Make sure to look at the person that asks you the question. Eye contact is very important, looking from one-panel member to the other is a good idea. In fact here is where remembering the titles and names of the panel members would be a plus. If Lt. Johnson asks you a question, beginning your answer this way is an impressive tactic; “Lt. Johnson I would………..” showing your ability to remember names and titles is a good way to make an impression on the panel members. And it shows respect for the title they used.
The question “why do you want to be a police officer?” is one of the hardest for some reason for people. A simple short decisive answer is best. “I want to be a police officer because I would like a secure, steady occupation that I can enjoy and is not the same thing day after day. One I can make a 20-year career of. I want to be able to meet people and see if I can help them when they are in need, and I want to be able to protect those that cannot protect themselves, and I think I would be very good at that. That’s why I want to be a police officer.” That short answer is a good one and does not go overboard. Please don’t tell them because you want to play with or carry a gun and shoot people. Or tell them that you want to drive a police car fast and beat up on bad guys. Those are not impressive answers.

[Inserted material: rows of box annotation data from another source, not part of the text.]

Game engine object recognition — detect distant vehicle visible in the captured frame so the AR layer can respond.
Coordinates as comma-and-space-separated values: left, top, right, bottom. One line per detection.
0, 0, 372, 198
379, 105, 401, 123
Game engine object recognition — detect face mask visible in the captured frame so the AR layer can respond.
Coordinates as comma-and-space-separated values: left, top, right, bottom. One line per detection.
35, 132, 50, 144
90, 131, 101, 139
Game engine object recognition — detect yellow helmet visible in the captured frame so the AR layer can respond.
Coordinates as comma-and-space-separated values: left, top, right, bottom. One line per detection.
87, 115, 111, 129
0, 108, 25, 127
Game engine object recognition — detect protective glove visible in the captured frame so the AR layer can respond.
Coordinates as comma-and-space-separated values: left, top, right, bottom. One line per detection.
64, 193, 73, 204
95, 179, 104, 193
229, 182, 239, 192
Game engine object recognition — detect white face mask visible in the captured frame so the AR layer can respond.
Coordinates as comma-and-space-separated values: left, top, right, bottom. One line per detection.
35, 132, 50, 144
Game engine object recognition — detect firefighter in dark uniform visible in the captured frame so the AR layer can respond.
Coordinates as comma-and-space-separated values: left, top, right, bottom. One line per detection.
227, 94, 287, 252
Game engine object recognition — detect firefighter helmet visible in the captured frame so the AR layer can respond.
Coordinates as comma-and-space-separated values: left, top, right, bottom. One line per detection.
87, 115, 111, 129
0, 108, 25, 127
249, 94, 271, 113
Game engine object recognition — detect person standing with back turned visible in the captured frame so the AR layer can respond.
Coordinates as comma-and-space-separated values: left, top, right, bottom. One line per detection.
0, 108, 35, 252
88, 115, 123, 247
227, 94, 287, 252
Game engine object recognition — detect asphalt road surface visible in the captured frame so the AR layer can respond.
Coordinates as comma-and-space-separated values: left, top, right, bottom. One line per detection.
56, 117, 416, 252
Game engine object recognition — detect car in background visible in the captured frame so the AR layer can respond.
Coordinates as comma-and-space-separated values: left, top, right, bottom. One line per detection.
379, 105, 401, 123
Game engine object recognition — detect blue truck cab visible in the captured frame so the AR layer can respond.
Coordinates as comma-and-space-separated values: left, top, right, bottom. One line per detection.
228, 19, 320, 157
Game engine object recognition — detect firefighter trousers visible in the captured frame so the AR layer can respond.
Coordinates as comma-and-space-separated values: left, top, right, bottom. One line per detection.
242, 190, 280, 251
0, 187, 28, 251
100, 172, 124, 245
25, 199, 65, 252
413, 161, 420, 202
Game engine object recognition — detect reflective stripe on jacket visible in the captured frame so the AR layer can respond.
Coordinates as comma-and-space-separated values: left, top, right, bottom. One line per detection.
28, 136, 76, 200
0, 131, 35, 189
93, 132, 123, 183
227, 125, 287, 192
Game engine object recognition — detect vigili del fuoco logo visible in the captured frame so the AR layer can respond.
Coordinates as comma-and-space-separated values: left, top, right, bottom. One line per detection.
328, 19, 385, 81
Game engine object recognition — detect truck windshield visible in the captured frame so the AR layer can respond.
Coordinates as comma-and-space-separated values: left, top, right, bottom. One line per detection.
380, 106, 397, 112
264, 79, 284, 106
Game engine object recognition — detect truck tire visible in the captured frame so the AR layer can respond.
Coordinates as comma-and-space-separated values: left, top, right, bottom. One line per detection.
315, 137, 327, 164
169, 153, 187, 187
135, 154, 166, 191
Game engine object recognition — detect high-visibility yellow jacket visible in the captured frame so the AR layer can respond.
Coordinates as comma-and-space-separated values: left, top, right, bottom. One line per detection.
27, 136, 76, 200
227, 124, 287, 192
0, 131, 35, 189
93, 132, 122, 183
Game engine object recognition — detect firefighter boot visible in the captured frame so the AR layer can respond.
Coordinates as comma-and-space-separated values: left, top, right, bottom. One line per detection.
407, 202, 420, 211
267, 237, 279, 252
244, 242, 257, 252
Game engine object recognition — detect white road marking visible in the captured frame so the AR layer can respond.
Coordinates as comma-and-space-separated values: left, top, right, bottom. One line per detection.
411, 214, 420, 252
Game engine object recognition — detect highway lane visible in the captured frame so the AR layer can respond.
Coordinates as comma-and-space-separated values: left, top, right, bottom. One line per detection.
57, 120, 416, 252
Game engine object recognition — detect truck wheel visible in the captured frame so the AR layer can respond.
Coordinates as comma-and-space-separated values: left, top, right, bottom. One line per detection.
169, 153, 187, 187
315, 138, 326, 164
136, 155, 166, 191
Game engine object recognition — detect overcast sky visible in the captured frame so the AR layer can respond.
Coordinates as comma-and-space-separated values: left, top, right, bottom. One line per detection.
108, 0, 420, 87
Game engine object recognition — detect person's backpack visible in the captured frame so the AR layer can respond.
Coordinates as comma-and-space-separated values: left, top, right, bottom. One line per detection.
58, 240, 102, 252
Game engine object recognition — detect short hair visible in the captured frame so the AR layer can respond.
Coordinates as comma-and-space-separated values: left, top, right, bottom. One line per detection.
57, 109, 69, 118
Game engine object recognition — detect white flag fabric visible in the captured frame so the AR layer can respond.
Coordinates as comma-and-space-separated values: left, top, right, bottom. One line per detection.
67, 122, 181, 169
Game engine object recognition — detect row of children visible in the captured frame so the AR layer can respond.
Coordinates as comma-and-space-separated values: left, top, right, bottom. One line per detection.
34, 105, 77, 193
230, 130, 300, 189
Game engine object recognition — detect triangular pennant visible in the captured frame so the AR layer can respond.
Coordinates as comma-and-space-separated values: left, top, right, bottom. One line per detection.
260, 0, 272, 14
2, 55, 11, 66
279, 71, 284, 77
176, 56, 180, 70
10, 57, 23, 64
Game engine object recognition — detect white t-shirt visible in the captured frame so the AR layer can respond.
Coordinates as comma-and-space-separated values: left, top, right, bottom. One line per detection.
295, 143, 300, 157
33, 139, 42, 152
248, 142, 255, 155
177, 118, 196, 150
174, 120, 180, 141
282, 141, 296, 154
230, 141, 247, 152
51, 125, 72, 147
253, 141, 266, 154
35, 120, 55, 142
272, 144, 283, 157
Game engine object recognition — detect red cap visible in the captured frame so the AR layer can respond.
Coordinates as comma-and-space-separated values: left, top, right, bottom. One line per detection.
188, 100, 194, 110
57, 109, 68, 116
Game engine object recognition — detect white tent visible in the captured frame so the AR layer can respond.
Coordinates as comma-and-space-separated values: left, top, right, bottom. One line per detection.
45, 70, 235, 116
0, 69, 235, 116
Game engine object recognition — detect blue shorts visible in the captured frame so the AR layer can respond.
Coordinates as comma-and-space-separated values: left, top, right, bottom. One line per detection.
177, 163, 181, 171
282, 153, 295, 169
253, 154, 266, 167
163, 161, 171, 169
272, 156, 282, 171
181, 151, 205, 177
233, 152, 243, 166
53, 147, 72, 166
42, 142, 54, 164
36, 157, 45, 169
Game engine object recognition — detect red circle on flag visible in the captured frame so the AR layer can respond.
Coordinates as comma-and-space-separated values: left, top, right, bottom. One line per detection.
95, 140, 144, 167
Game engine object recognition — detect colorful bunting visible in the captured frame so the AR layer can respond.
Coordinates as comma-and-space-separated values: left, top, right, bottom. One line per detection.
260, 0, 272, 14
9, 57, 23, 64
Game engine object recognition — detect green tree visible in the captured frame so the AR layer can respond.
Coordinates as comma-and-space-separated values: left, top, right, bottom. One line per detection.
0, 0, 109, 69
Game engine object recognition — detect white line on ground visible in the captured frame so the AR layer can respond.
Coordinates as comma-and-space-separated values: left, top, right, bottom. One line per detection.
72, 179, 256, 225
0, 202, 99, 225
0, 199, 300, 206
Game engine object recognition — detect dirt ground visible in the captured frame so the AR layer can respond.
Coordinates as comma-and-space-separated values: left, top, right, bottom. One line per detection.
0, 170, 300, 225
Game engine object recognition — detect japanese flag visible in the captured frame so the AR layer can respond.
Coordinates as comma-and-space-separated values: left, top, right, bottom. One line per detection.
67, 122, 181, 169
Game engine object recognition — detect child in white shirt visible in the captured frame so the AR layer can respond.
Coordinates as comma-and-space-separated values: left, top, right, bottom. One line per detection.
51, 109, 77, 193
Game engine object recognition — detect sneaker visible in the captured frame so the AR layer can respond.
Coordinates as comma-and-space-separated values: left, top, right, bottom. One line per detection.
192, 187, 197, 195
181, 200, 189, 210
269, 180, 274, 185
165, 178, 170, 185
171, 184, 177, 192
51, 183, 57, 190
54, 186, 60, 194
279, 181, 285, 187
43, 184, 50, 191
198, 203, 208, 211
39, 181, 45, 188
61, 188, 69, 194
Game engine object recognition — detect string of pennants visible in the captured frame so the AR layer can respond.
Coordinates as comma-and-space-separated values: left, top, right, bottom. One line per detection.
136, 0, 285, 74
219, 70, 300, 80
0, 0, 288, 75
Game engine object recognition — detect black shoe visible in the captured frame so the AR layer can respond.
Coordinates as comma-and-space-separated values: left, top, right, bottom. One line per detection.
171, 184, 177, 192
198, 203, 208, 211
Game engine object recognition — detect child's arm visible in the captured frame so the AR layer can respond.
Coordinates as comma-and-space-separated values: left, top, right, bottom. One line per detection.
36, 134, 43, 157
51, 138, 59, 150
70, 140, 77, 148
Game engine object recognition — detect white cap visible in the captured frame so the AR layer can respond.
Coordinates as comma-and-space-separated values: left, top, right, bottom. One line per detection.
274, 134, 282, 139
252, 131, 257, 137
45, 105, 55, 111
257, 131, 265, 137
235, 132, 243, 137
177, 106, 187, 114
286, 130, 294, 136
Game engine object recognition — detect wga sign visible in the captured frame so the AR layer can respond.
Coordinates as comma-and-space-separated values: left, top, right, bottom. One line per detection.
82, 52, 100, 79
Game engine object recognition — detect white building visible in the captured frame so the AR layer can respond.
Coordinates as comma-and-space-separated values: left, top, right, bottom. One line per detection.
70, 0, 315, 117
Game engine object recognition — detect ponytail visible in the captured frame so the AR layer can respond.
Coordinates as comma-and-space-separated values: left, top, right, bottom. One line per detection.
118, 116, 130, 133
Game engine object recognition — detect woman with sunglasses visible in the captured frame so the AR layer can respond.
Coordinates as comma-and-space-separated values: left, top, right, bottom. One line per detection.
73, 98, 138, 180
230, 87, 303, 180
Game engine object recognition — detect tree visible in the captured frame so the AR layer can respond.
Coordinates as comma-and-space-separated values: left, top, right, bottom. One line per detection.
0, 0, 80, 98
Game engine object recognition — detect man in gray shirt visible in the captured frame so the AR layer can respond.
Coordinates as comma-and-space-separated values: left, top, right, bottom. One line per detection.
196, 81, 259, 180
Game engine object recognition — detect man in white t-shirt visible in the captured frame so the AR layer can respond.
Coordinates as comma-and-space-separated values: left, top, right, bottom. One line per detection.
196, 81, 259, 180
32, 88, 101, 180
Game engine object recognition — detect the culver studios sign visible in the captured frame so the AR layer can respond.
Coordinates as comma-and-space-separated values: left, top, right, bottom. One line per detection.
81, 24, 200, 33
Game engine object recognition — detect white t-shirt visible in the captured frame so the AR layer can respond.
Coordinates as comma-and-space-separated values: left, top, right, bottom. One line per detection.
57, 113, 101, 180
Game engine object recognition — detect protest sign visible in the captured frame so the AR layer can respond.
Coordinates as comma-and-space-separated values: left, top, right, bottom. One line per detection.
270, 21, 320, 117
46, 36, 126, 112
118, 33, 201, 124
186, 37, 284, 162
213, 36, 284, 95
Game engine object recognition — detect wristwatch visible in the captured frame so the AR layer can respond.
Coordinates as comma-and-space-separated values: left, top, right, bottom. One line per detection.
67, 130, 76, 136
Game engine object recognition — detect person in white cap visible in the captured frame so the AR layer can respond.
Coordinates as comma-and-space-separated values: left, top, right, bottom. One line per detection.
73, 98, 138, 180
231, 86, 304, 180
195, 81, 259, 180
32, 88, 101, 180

Most police oral boards end with the panel asking you if there is anything you want to add. This is your chance to shine and put yourself apart from the rest. You should research the department you are applying to on the Internet and see if you can gather some information on the department. When asked do you want to say or add anything, you can say (JUST AN EXAMPLE!) “Yes I would, I have looked closely at your department and I like the fact that it has 4 Districts, and a Dive team and K9 both of which I might be interested in. I like the fact your department has ____ and ____ and that the size of your department, 345 officers, is just right for where I would like to be a member of, it gives me a chance to work at ______. I think I would be a very good police officer at your department.” Look up some things that you can use to show the panel you have looked at the department and like it and how it is being run. If you have a particular interest and the department has this unit or program, tell them you saw they have such and such and would be interested, in due time, looking onto helping in that program or unit.
Always stick to the truth, honesty, and ethics. It’s what you’re supposed to stand for as a police officer.
Then when they say you’re done, get up, thank the panel for having you there, and excuse yourself.
If you follow those simple guidelines, you should do well enough to pass, and you may even stand out just enough to be the one at the top of the list.